Gerasimos Potamianos (M’91) received the Diploma degree in electrical and computer engineering from the National Technical University of Athens, Athens, Greece, in 1988, and the M.S.E. and Ph.D. degrees in electrical and computer engineering from the Johns Hopkins University, Baltimore, MD, in 1990 and 1994, respectively. Following his doctorate, during 1994–1996, he was a Postdoctoral Fellow with the Center for Language and Speech Processing (CLSP) at Johns Hopkins, and from 1996 until 1999, he was a Senior Member of Technical Staff with the then Speech and Image Processing Services Laboratory at AT&T Labs-Research, in Murray Hill and Florham Park, NJ, working on audio-visual automatic speech recognition and synthesis. In 1999, he joined the Human Language Technologies Department at the IBM Thomas J. Watson Research Center, Yorktown Heights, NY, where he eventually became Manager of the Multimodal Conversational Solutions Department. In late 2008, he joined the Telecommunications and Networks Laboratory of the Institute of Computer Science at FORTH, Herakleion, Crete, Greece, as a Senior Researcher, and in April 2009, he joined the Software and Knowledge Engineering Laboratory (SKEL) of the Institute of Informatics and Telecommunications (IIT) at the National Center for Scientific Research (NCSR), “Demokritos” in Athens, Greece, as a Research Director.
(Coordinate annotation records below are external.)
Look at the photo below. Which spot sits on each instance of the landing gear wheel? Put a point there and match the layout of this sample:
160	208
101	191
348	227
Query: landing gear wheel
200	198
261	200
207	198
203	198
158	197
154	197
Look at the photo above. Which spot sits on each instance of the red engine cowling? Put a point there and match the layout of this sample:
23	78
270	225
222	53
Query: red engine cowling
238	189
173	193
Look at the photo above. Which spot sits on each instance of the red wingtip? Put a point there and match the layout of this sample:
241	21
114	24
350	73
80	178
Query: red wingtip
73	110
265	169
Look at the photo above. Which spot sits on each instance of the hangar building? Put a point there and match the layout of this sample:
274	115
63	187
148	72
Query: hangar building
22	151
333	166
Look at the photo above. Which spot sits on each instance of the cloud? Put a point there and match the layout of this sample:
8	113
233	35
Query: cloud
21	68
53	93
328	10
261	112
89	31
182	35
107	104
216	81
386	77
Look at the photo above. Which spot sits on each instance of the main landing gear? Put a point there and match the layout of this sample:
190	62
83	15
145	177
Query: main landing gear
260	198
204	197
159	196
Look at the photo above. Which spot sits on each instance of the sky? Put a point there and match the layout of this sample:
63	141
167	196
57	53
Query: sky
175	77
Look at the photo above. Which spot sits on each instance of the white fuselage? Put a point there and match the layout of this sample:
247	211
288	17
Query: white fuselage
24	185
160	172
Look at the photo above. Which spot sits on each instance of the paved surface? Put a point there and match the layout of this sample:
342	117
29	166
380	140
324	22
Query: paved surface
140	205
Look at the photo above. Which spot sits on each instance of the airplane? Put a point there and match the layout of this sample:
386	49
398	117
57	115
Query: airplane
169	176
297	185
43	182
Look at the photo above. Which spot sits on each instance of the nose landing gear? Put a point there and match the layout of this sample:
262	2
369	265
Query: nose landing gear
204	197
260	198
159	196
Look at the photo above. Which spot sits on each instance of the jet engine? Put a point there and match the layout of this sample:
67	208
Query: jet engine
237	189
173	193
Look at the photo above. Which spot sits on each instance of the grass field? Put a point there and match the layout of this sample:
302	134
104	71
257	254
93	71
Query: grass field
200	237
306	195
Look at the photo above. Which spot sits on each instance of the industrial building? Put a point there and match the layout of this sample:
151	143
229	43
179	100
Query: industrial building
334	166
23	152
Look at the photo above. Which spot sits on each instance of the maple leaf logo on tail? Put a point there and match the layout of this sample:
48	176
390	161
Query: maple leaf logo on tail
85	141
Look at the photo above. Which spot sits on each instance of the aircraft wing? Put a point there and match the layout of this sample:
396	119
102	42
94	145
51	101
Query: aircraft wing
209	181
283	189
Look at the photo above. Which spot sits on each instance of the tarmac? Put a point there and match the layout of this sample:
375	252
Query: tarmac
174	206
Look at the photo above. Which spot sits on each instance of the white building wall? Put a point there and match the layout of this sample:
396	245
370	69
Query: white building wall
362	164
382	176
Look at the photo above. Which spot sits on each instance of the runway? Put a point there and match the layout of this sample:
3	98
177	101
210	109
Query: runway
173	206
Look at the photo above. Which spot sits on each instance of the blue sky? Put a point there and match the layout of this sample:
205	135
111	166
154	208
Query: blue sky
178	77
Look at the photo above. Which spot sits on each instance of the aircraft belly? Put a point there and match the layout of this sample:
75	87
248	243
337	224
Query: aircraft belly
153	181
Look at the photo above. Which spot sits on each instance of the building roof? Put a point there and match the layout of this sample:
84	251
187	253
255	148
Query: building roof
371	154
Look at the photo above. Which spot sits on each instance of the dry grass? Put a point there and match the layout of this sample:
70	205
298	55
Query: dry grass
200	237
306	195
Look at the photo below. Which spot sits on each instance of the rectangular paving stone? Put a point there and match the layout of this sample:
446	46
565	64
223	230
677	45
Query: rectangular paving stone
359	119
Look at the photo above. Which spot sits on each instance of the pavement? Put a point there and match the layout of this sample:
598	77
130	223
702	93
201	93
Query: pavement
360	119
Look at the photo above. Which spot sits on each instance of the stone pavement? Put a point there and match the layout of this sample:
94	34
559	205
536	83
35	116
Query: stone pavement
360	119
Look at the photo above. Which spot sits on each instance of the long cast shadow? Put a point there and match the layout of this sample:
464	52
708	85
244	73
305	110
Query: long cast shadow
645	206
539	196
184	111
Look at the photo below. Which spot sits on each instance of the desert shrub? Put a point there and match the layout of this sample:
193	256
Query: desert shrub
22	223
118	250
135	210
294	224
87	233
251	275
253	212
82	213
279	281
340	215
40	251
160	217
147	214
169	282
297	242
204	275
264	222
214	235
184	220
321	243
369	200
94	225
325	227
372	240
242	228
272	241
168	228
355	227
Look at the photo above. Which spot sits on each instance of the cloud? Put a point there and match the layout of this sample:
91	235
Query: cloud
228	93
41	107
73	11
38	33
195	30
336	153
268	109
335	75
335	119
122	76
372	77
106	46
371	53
His research interests span the areas of multimodal speech processing with applications to human-computer interaction and ambient intelligence, with particular emphasis on audio-visual speech processing, automatic speech recognition, multimedia signal processing and fusion, as well as computer vision for human detection and tracking. He has published over 95 articles in these areas that have received over 700 citations and has seven patents granted. Dr. Potamianos is a member of the Technical Chamber of Greece. Several highlights on his work include his participation at the Johns Hopkins CLSP Summer Workshop (WS’00) on audio-visual speech recognition, teaching at the 2001 ELSNET summer school, a tutorial at ICIP 2003, plenary talks at AVSP 2003 and VisHCI 2006, panel participation at MMSP 2006, and guest editor of special issues of the EURASIP JASP 2002 and IEEE TASLP 2009 journals. He also received the best paper award at ICME 2005 and was co-author of the best student paper at Interspeech 2007. He is currently a member of the IEEE Speech and Language Technical Committee.